Misra A L, Pontani R B, Vadlamani N L, Mulé S J
J Pharmacol Exp Ther. 1976 Feb;196(2):257-68.
A sensitive method is described for the estimation of [14C]naloxone in biological materials. After a 1 mg/kg s.c. dose of [14C]naloxone to male Wistar rats, mean peak levels of drug in brain (506 ng/g) and plasma (119 ng/ml) were attained within 15 minutes. No persistence of drug in brain was observed at this dose. After a 10 mg/kg s.c. dose, the peak levels of naloxone in brain and plasma were 4.31 mug/g and 1.27 mug/ml, respectively, and extensive localization of extractable free drug and its minor metabolite, naloxol, occurred in tissues with high levels in kidney, spleen, lung, heart, skeletal muscle and somewhat lower concentration in the liver. The T1/2 of naloxone and nalorphine in rat brain and plasma with 1 and 10 mg/kg s.c. doses was 0.4 hour. With a 10 mg/kg dose, significant amounts of radioactivity persisted in tissues but not in plasma 96 hours after injection. The brain/plasma ratios and degree of plasma-protein binding were significantly higher for naloxone as compared to nalorphine. The amounts of free naloxone excreted as a percentage of the dose in urine and feces 96 hours after injection of the 10 mg/kg s.c. dose were 4.1 and 3.9 (for nalorphine 4.7 and 8.3); conjugated drug 15.4 and 1.2 (for nalorphine 13 and 0.9); total radioactivity 43.3 and 20.9 (for nalorphine 34.8 and 19.2), respectively. Naloxone-3-glucuronide (major), 3-sulfate (minor), naloxol and conjugated naloxol (minor), 7,8-dihydro-14-hydroxynormorphine, 7,8-dihydro-14-hydroxynormorphine and their conjugates were shown to be the metabolites of naloxone. In addition, tentative evidence was obtained for two polar hydroxylated metabolites (with hydroxylation presumably in the 17-side chain or in position 2 of the aromatic nucleus). 7,8-Dihydro-14-hydroxynormorphinone and 2-polar metabolites were also observed in brain. Rapid metabolism of naloxone and rapid elimination are important factors in its short duration of action. Possible relevance of these observations on differential antagonistic properties of these two antagonists are discussed.

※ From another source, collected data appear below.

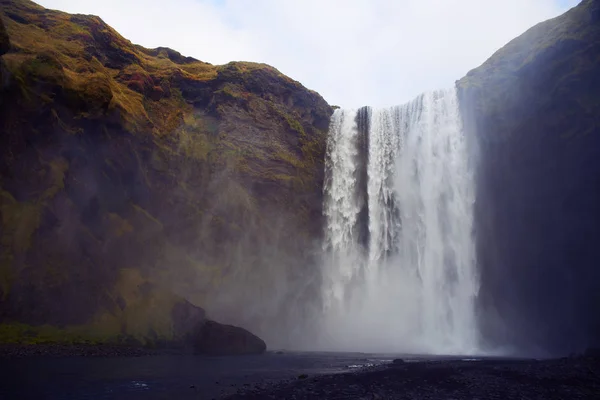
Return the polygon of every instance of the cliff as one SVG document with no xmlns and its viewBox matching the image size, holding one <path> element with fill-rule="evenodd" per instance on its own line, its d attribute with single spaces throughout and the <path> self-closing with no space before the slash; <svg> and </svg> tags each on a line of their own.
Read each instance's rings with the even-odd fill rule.
<svg viewBox="0 0 600 400">
<path fill-rule="evenodd" d="M 478 158 L 479 315 L 489 345 L 600 339 L 600 2 L 584 0 L 457 82 Z"/>
<path fill-rule="evenodd" d="M 169 340 L 187 300 L 291 326 L 315 296 L 296 278 L 321 234 L 317 93 L 27 0 L 0 0 L 0 55 L 0 332 Z"/>
</svg>

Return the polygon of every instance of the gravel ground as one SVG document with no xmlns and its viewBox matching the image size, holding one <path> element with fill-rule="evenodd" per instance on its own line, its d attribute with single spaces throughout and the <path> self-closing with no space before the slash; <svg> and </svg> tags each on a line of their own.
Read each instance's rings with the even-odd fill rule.
<svg viewBox="0 0 600 400">
<path fill-rule="evenodd" d="M 4 345 L 0 398 L 600 400 L 598 354 L 390 360 L 352 353 L 197 357 L 126 346 Z"/>
<path fill-rule="evenodd" d="M 600 399 L 600 359 L 406 362 L 301 376 L 226 399 Z"/>
</svg>

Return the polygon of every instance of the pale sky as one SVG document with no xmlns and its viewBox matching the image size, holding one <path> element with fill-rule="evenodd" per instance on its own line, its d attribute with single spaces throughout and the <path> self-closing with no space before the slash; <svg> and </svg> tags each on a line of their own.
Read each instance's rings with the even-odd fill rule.
<svg viewBox="0 0 600 400">
<path fill-rule="evenodd" d="M 274 66 L 343 107 L 448 88 L 579 0 L 37 0 L 132 42 L 213 64 Z"/>
</svg>

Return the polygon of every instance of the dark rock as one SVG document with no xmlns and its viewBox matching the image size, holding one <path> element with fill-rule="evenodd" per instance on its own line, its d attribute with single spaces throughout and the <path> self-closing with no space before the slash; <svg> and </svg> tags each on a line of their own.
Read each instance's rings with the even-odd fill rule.
<svg viewBox="0 0 600 400">
<path fill-rule="evenodd" d="M 393 365 L 404 365 L 404 364 L 406 364 L 406 361 L 404 361 L 401 358 L 396 358 L 394 361 L 392 361 L 392 364 Z"/>
<path fill-rule="evenodd" d="M 6 29 L 4 28 L 2 17 L 0 17 L 0 56 L 5 53 L 8 53 L 9 50 L 10 40 L 8 38 L 8 33 L 6 33 Z"/>
<path fill-rule="evenodd" d="M 243 328 L 206 321 L 194 340 L 194 352 L 207 355 L 261 354 L 266 343 Z"/>
<path fill-rule="evenodd" d="M 176 303 L 171 310 L 173 321 L 173 336 L 181 338 L 186 343 L 194 340 L 194 335 L 206 320 L 206 313 L 187 300 Z"/>
<path fill-rule="evenodd" d="M 534 26 L 457 83 L 479 162 L 478 315 L 490 346 L 565 355 L 600 343 L 599 4 Z"/>
<path fill-rule="evenodd" d="M 590 347 L 583 353 L 583 356 L 600 360 L 600 347 Z"/>
<path fill-rule="evenodd" d="M 423 362 L 418 369 L 373 368 L 282 381 L 228 399 L 594 399 L 595 360 Z"/>
</svg>

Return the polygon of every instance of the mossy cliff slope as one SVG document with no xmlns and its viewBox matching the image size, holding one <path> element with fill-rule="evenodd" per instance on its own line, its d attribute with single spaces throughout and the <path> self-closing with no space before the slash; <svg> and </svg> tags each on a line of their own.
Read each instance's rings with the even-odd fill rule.
<svg viewBox="0 0 600 400">
<path fill-rule="evenodd" d="M 493 344 L 600 339 L 600 2 L 584 0 L 458 82 L 479 150 L 481 320 Z"/>
<path fill-rule="evenodd" d="M 3 323 L 168 338 L 183 296 L 268 337 L 314 298 L 317 93 L 27 0 L 0 0 L 0 55 Z"/>
</svg>

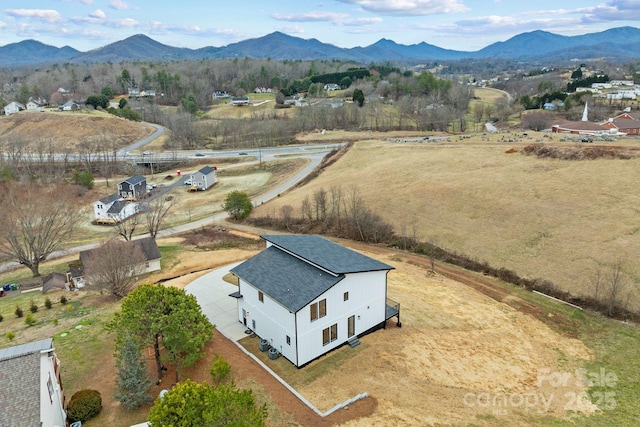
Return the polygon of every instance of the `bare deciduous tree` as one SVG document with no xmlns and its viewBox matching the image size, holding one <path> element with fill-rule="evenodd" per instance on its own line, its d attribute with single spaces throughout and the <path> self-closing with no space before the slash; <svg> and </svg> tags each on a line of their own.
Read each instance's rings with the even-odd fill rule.
<svg viewBox="0 0 640 427">
<path fill-rule="evenodd" d="M 137 245 L 111 239 L 83 260 L 84 275 L 89 286 L 122 298 L 133 289 L 145 261 Z"/>
<path fill-rule="evenodd" d="M 291 219 L 293 217 L 293 206 L 284 205 L 280 207 L 280 216 L 282 217 L 282 223 L 285 226 L 285 228 L 291 231 L 289 229 L 289 226 L 291 225 Z"/>
<path fill-rule="evenodd" d="M 606 305 L 607 315 L 612 316 L 616 308 L 626 305 L 622 303 L 623 293 L 626 290 L 627 283 L 624 280 L 624 273 L 622 271 L 622 261 L 617 260 L 609 271 L 609 280 L 606 282 L 606 294 L 604 295 L 604 303 Z M 629 295 L 627 293 L 626 299 Z"/>
<path fill-rule="evenodd" d="M 0 257 L 40 275 L 40 263 L 68 241 L 82 212 L 74 185 L 7 184 L 1 192 Z"/>
<path fill-rule="evenodd" d="M 123 221 L 116 221 L 115 227 L 118 235 L 122 236 L 124 240 L 131 240 L 139 221 L 138 215 L 130 216 Z"/>
<path fill-rule="evenodd" d="M 169 210 L 173 206 L 173 199 L 167 200 L 166 197 L 156 197 L 145 206 L 144 217 L 146 220 L 147 230 L 152 237 L 158 235 L 160 226 Z"/>
</svg>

本文描述了一种用于测定生物材料中[14C]纳洛酮的灵敏方法。给雄性Wistar大鼠皮下注射1mg/kg的[14C]纳洛酮后,15分钟内脑内(506ng/g)和血浆(119ng/ml)中的药物平均峰值水平达到最高。在此剂量下,未观察到药物在脑内持续存在。皮下注射10mg/kg剂量后,脑和血浆中纳洛酮的峰值水平分别为4.31μg/g和1.27μg/ml,可提取的游离药物及其次要代谢产物纳洛醇在肾脏、脾脏、肺、心脏、骨骼肌等组织中大量分布,在肝脏中的浓度略低。皮下注射1mg/kg和10mg/kg剂量后,大鼠脑和血浆中纳洛酮和纳洛芬的半衰期为0.4小时。注射10mg/kg剂量后96小时,大量放射性在组织中持续存在,但在血浆中未持续存在。与纳洛芬相比,纳洛酮的脑/血浆比值和血浆蛋白结合程度显著更高。皮下注射10mg/kg剂量后96小时,尿液和粪便中以剂量百分比形式排泄的游离纳洛酮量分别为4.1和3.9(纳洛芬为4.7和8.3);结合型药物分别为15.4和1.2(纳洛芬为13和0.9);总放射性分别为43.3和20.9(纳洛芬为34.8和19.2)。纳洛酮-3-葡萄糖醛酸苷(主要)、3-硫酸盐(次要)、纳洛醇和结合型纳洛醇(次要)、7,8-二氢-14-羟基去甲吗啡、7,8-二氢-14-羟基去甲吗啡及其结合物被证明是纳洛酮的代谢产物。此外,还获得了两种极性羟基化代谢产物(推测羟基化发生在17-侧链或芳环的2位)的初步证据。在脑中也观察到了7,8-二氢-14-羟基去甲吗啡酮和两种极性代谢产物。纳洛酮的快速代谢和快速消除是其作用持续时间短的重要因素。本文讨论了这些观察结果与这两种拮抗剂不同拮抗特性的可能相关性。